Uber-Fahrer sind laut US-Behörde Angestellte

Eine Behörden-Entscheidung in der Uber-Heimatstadt San Francisco könnte das Geschäftsmodell des umstrittenen Fahrdienst-Vermittlers untergraben.

Die Arbeitsbehörde der Stadt befand, dass Fahrer von Uber als Angestellte der Firma und nicht als eigenständige Unternehmen betrachtet werden müssen. Uber will dagegen Berufung einlegen, wie der Finanzdienst Bloomberg am Mittwoch berichtete. Die Entscheidung wurde durch den Streit eines früheren Fahrers mit Uber ausgelöst, der von dem Unternehmen Geld forderte. Die Firma sah sich nicht verpflichtet, ein Gehalt zu zahlen, weil die Fahrer unabhängige Anbieter seien.

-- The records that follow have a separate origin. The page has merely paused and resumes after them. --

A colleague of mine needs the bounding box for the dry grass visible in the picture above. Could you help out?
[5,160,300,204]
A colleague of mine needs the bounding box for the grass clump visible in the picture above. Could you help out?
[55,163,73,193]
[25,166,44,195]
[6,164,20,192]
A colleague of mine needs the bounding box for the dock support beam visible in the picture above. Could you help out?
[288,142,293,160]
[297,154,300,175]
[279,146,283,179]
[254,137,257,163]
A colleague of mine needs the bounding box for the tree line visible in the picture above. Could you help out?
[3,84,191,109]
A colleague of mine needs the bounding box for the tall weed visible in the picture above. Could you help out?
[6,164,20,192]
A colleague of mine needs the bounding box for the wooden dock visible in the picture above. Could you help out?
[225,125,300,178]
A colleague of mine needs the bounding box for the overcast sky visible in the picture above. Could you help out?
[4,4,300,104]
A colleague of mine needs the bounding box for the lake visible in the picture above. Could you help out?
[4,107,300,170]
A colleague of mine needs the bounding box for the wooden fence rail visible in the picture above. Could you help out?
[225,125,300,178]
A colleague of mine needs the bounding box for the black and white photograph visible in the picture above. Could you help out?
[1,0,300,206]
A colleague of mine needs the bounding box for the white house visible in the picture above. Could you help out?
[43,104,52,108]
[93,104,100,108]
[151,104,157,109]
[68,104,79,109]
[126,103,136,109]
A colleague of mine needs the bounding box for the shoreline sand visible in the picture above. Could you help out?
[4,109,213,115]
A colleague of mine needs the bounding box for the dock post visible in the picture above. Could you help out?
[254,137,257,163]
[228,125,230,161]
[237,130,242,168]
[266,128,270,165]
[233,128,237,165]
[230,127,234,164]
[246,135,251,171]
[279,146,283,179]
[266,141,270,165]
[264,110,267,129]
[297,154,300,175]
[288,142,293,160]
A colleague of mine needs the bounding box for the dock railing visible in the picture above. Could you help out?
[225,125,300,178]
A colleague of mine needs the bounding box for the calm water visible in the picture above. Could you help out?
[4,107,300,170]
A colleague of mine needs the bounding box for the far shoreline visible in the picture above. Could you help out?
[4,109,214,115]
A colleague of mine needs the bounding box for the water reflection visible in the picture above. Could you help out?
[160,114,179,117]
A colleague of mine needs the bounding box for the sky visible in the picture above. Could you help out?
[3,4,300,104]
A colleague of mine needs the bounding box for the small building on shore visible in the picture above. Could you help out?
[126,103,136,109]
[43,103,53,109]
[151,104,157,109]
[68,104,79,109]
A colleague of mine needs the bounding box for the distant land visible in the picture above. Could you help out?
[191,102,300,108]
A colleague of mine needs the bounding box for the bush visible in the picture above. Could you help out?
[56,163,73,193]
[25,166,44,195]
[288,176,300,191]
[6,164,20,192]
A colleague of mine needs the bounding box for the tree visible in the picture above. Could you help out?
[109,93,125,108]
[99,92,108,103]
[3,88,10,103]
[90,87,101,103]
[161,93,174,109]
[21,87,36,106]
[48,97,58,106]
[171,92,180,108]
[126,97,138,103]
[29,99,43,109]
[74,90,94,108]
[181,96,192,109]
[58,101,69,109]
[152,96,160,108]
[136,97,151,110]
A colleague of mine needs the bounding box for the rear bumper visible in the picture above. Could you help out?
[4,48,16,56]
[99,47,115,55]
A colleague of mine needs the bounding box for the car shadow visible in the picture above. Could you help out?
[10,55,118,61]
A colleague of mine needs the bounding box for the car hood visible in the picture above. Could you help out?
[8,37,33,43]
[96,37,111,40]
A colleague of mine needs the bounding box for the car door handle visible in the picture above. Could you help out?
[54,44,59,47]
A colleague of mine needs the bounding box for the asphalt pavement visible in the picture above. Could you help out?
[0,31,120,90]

Die Uber-Plattform diene nur zur Vermittlung ihrer Dienste. Die Behörde konterte, Uber diktiere wichtige Rahmenbedingungen wie etwa das Alter des Wagens oder wer als Fahrer in Frage komme. Für Uber ist die Rolle als Vermittlungsplattform ein Schlüsselelement des Geschäftsmodells, auch um strikten Regulierungsvorgaben für das klassische Taxi-Gewerbe auszuweichen.